Posted: Monday, August 14, 2017

German Chancellor and head of the German Christian Democrats (CDU) Angela Merkel arrives at the CDU federal election campaign opening rally on August 12, 2017 in Dortmund, Germany. Germany will hold federal elections on September 24 and the CDU currently holds a strong lead. (Photo by Lukas Schulze/Getty Images)

German auto stock prices showed a mixed reaction to Chancellor Angela Merkel’s election campaign criticism of the industry’s diesel shenanigans and the betrayal of trust it represented by its leaders.

The industry is also under pressure because of a cartel investigation, while VW’s protected political status is under attack.

In early trading Monday, Volkswagen shares rose 1.2%, and BMW edged 0.8% higher. Mercedes parent Daimler declined 1.1%.
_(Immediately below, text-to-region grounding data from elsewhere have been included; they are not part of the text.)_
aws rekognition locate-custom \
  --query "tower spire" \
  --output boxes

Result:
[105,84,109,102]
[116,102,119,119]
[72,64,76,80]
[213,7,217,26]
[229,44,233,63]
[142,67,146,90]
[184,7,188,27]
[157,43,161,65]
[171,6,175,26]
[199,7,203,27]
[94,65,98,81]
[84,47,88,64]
Merkel, leader of the right of centre Christian Democratic Union (CDU) and strongly favored by opinion polls to return to office after the election September 24, held back from urging more action that might penalize diesel engines, which form a big part of the industry’s strategy to meet tough fuel consumption rules which kick in by 2020.

Merkel’s main opposition, the left of centre Social Democratic Party (SPD), also joined in the criticism of the auto industry. SPD leader Martin Schulz said the industry hadn’t planned seriously for the future, but made no concrete proposals

Merkel also held back from imposing a quota for electric car sales. Earlier this year Merkel withdrew an ambitious but failing ambition to have 1 million electric cars on German roads by 2020.

According to Reuters, the Emnid poll for Sunday’s Bild am Sonntag weekly newspaper showed support for Merkel’s conservative coalition at 38% and the SPD at 24%.